Figure 4. Conversion of glucose into ketone bodies and blood ketone bodies is increased in PDHK2/PDHK4-DKO mice

(A) Plasma ketone bodies (KB) (β-hydroxybutyrate + acetoacetate) produced from glucose in wild-type (WT) and DKO mice after 18 h of fasting was determined using constant infusion of [U-¹³C₆]glucose; n = 5 for wild-type; n = 6 for DKO. (B) Plasma NEFA levels were determined in male wild-type (WT) and PDHK2/PDHK4-DKO mice after overnight fasting; n = 4 for both. (C and D) Plasma acetoacetate (C) and β-hydroxybutyrate (D) levels were determined in male wild-type (WT), PDHK2-KO, PDHK4-KO and PDHK2/PDHK4-DKO mice 0, 12, 24 or 36 h after removal of food. Results are means ± S.E.M. with n = 5 in each group for each time point. *P < 0.05; **P < 0.01; ***P < 0.001 relative to wild-type mice determined by Student's t test.

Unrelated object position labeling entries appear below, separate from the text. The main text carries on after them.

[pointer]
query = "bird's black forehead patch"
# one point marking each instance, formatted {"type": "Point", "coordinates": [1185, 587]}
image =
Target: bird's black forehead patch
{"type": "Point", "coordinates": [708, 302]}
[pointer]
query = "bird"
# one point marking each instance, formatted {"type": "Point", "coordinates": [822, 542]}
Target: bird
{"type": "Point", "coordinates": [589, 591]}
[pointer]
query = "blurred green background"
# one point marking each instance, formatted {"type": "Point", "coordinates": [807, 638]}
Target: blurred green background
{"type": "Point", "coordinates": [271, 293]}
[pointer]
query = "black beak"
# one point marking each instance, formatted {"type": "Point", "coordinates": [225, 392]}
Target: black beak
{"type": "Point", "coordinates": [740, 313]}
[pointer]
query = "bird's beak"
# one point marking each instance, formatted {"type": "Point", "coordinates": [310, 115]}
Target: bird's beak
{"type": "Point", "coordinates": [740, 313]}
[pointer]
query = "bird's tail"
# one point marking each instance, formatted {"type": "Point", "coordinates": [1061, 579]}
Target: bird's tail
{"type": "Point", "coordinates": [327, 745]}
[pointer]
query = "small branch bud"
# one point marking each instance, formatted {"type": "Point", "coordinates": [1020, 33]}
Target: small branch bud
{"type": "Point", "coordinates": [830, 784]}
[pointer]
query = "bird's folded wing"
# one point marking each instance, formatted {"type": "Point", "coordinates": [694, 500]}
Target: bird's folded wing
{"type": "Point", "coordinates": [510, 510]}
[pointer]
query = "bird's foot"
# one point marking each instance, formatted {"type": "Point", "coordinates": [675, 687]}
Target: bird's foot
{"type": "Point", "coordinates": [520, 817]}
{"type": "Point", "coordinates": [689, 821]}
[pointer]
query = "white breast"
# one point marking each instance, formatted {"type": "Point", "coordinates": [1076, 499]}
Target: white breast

Figure 5. Fasting induces acidosis in PDHK2/PDHK4-DKO mice

(A) Blood pH was determined in wild-type (WT) and PDHK2/PDHK4-DKO mice during fasting; n = 5 for both. (B and C) Blood pH (B) and bicarbonate (C) were determined in wild-type (WT), PDHK2-KO, PDHK4-KO and PDHK2/PDHK4-DKO mice during fasting. Results are means ± S.E.M. with n = 4 per group. *P < 0.05; **P < 0.01; ***P < 0.001 relative to wild-type mice determined by Student's t test.

Figure 6. Deficiency of PDHK2, PDHK4, and both PDHK2 and PDHK4 does not increase expression of other PDHK isoforms in the heart, liver and skeletal muscle

Protein levels of PDHK2, PDHK4 and PDHK1 were determined by Western blot analysis in the heart (A), liver (B) and skeletal muscle (C) of wild-type (WT), PDHK4-KO mice, PDHK2-KO mice and PDHK2/PDHK4-DKO mice.